Years ago, the late Tony Hsieh (then CEO of Zappos) invited me to present at a Zappos All Hands meeting as part of my book launch for:
As always, I welcomed the opportunity to work with Tony and present to Zapponians (Zappos team members). Their high-energy culture is infectious. (To see my 14-minute Zappos presentation click here).
I didn’t expect to meet master brand storyteller and the founder of Betabrand, Chris Lindland at that event. Chris’s origin story of Betabrand epitomizes how telling brand stories can be rocket fuel for customer engagement. I’ll let Chris pick it up from there:
“I have been in the fashion business for years, and it all started with one product Cordarounds – horizontal corduroy pants. Essentially, my company began with a dumb question that went too far. I asked why don’t people turn the corduroy material horizontally. I then decided to take action on that question and designed such a product in my basement. If I were to act like a real clothing company, I would have hired a designer, a quality manufacturer, and a photographer to take pictures of my product for online sales, but I am a communicator – so I just made the pants myself (about 150 pairs of them) and decided to sell them by telling a fascinating story about the pants. For example, I sold them suggesting that horizontal corduroy pants could ‘lower your crotch heat index’ and that you could ‘finally walk silently while wearing corduroy pants.”
Long story short, Chris’ novel idea and compelling story garnered significant media attention; particularly, from a high-profile New York-based newspaper, and Chris was flooded with orders. In one day, those orders were on the magnitude of 5 times his existing inventory. Unable to fulfill orders over the short term, Chris reverted back to storytelling and launched a daily email campaign to those on a waitlist for delivery. Each day Chris created fictionalized stories about the journey of customers’ pants. These grand fables engaged customers for months while Chris found ways to get the pants manufactured and delivered (resulting in very few customers canceling their orders).
Essentially, Chris’ storytelling ability not only generated overwhelming product demand but also enabled him to engage customers while he hustled to fulfill orders. In fact, Chris’ daily emails were eagerly anticipated and shared with customers’ family and friends
Chris’ example highlights how much people love to hear and share stories. From primitive cave art to modern interactive content, we are hardwired to pay attention to and remember compelling stories. In short,
“Stories are social currency.”
So, what can we learn from Chris’ Lindland’s Cordaround story?

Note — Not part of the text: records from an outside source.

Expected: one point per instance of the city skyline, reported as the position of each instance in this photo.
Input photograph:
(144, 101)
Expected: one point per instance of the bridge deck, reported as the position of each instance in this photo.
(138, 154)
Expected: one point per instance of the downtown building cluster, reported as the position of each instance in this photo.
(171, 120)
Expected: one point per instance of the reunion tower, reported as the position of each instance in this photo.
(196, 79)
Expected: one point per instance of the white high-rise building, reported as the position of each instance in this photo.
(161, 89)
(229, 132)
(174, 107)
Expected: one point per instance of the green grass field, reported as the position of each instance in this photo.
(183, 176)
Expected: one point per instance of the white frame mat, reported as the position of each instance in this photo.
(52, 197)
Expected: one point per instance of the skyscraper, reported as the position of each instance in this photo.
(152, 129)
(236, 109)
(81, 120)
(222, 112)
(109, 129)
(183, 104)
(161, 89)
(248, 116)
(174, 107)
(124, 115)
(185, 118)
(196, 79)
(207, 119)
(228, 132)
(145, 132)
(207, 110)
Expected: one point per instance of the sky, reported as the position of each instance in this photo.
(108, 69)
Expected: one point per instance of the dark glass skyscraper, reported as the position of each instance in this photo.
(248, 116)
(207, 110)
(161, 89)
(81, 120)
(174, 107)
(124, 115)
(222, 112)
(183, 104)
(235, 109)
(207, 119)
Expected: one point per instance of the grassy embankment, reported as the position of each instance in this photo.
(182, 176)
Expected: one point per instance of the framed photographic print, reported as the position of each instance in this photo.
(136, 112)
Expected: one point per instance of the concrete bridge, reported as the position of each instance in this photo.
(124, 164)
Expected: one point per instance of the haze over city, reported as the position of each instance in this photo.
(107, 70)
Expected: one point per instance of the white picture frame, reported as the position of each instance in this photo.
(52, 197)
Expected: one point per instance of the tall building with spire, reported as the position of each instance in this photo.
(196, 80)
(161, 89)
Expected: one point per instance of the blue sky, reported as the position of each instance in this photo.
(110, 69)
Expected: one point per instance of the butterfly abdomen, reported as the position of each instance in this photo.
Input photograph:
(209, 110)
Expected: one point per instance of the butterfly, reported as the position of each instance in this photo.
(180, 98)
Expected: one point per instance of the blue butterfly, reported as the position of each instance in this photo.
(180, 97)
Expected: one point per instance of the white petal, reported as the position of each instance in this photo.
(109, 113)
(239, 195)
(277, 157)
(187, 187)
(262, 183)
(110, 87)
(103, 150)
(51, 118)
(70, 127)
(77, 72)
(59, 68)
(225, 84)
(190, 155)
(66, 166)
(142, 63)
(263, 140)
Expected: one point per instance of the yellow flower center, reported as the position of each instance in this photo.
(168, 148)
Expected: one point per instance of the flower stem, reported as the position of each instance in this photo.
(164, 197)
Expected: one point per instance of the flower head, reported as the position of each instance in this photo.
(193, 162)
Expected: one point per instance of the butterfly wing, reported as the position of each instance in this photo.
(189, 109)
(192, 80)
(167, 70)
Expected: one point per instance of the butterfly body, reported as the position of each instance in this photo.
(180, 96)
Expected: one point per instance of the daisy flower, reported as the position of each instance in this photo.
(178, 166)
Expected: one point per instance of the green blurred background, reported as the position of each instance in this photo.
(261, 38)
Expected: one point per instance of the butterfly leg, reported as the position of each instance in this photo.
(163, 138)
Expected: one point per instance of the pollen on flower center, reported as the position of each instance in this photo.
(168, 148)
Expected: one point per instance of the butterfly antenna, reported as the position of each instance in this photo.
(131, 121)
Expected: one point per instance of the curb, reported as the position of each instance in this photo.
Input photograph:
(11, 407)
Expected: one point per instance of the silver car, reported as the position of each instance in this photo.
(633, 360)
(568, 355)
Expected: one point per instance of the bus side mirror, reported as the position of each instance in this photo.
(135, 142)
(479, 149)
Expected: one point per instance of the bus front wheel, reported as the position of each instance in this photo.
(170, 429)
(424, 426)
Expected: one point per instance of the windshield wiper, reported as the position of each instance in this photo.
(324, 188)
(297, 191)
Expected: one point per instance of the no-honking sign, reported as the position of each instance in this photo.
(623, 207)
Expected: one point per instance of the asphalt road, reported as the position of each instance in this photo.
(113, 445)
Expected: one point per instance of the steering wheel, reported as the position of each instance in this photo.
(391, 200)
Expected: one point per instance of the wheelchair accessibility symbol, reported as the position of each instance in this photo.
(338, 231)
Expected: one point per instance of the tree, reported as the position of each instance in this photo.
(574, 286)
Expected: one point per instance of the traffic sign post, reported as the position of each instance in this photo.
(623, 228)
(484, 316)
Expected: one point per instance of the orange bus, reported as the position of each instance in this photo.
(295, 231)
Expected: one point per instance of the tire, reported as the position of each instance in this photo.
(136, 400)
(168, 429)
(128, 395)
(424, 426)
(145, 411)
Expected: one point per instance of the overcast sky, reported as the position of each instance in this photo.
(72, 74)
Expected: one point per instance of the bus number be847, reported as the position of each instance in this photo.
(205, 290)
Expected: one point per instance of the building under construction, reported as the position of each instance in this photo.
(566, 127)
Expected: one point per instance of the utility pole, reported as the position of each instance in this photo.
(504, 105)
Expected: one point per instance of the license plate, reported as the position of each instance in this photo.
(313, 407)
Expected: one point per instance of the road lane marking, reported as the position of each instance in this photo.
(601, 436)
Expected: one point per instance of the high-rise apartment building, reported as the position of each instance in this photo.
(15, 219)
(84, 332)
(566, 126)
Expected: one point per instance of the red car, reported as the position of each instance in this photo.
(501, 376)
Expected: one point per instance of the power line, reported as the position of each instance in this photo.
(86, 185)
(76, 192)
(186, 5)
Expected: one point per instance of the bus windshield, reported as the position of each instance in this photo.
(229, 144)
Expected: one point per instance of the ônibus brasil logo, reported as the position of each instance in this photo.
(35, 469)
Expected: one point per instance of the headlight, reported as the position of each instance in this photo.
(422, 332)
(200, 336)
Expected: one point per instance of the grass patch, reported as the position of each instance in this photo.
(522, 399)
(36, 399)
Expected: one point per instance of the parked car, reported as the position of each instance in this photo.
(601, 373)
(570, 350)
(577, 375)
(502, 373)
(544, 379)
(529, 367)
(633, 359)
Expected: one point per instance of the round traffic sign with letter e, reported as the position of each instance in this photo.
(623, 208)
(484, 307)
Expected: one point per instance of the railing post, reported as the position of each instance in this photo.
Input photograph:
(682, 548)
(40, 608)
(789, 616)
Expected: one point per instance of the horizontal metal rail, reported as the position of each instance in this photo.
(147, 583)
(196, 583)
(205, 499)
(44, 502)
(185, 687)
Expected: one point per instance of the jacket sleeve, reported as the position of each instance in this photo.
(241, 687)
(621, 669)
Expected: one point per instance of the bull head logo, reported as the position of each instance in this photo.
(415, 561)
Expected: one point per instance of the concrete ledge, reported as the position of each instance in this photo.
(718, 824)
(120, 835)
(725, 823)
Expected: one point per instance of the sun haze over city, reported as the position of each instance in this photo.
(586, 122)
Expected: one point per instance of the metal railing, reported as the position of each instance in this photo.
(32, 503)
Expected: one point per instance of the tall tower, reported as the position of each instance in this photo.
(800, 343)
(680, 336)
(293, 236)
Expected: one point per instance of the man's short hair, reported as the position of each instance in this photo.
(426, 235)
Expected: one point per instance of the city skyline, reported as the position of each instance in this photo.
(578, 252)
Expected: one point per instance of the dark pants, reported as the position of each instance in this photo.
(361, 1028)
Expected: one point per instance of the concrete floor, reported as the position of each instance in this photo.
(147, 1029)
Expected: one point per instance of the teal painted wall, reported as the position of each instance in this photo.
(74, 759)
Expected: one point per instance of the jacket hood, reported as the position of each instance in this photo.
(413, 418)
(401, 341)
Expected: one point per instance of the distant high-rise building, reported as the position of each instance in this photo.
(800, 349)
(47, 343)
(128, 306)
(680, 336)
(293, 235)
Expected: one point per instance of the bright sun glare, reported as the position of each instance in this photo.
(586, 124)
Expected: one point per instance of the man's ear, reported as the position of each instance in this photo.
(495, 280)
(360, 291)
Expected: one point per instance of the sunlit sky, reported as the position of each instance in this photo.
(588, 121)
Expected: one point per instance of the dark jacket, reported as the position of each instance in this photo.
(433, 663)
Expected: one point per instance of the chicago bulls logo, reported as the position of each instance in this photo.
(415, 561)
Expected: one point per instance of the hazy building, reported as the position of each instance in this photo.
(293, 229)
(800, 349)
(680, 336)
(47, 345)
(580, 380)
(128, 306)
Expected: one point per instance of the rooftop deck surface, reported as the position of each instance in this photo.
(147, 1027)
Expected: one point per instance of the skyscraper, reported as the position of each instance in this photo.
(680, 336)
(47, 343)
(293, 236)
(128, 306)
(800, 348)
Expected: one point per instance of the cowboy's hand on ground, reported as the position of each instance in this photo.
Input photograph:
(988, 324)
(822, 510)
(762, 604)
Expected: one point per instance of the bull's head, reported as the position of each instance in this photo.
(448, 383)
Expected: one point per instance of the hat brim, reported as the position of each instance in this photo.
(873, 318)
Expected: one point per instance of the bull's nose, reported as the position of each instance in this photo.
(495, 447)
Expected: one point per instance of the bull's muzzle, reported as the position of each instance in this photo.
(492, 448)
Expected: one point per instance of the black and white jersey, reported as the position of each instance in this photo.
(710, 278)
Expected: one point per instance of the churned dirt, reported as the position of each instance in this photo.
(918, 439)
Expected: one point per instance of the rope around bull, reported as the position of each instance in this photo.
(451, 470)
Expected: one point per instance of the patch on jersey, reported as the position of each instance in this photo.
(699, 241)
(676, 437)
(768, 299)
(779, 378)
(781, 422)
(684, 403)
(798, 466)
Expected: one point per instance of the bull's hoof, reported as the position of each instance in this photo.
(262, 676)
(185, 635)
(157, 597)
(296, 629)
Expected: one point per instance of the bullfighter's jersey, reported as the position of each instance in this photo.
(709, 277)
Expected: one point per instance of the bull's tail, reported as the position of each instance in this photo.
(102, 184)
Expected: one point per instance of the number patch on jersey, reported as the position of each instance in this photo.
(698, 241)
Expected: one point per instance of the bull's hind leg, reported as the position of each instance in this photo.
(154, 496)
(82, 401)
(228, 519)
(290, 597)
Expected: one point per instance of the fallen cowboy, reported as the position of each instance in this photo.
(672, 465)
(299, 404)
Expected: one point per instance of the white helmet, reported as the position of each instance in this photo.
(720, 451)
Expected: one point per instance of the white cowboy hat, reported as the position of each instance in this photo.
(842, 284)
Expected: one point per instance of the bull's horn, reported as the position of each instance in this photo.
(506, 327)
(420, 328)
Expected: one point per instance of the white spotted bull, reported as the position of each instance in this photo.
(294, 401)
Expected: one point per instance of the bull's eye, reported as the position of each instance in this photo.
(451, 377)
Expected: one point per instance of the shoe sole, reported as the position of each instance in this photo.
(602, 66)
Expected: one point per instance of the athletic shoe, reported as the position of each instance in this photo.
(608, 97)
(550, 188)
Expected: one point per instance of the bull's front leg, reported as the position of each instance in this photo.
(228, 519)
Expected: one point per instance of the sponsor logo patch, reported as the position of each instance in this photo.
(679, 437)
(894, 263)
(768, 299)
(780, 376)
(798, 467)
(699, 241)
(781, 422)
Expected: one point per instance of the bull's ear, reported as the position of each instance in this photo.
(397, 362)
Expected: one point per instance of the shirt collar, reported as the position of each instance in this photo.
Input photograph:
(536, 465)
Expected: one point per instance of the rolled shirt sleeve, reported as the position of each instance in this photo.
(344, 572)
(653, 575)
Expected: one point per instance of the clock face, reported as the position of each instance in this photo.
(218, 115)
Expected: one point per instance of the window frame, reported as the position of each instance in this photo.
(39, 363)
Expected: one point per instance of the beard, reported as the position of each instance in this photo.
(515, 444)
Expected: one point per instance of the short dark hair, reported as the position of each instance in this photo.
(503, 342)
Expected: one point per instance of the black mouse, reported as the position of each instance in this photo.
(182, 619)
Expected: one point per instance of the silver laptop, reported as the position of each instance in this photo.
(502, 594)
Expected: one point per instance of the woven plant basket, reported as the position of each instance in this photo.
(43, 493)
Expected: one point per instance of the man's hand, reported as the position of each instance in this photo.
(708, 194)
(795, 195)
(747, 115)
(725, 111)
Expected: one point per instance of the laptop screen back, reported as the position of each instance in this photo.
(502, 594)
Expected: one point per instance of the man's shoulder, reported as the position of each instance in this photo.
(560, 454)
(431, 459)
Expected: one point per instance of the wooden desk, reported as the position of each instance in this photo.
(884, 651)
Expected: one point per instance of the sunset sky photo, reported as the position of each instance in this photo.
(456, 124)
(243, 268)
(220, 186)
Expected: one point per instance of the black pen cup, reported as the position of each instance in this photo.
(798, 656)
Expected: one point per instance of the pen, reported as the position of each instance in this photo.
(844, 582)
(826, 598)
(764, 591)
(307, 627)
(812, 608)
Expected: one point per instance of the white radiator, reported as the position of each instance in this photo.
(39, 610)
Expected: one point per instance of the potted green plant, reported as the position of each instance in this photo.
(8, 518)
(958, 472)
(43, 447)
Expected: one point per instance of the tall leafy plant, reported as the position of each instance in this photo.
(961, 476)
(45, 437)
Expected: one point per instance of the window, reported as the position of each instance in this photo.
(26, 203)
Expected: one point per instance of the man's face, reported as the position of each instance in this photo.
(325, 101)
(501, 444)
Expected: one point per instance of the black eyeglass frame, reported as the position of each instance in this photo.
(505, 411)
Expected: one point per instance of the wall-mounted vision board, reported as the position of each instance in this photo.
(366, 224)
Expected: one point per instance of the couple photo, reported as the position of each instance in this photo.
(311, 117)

Here are a few of my takeaways:
- The Power of Narrative: An engaging story can create an emotional connection between customers and your brand, leading to a stronger relationship and increased loyalty.
- Play and Be Willing to Improvise: In times of crisis, fire-up your creativity, whimsy, and flexibility. In Chris’ case, a product delay turned into playfully engaging narrative experiences.
- Patience and Engagement: Customers are willing to be patient when they feel entertained, informed, and valued – emphasizing the importance of regular, and meaningful communication.
In light of Chris Lindland’s example,
How are your brand storytelling skills?
Moreover, what stories are you giving your customers to tell about your business in return for the time and money they invest with you?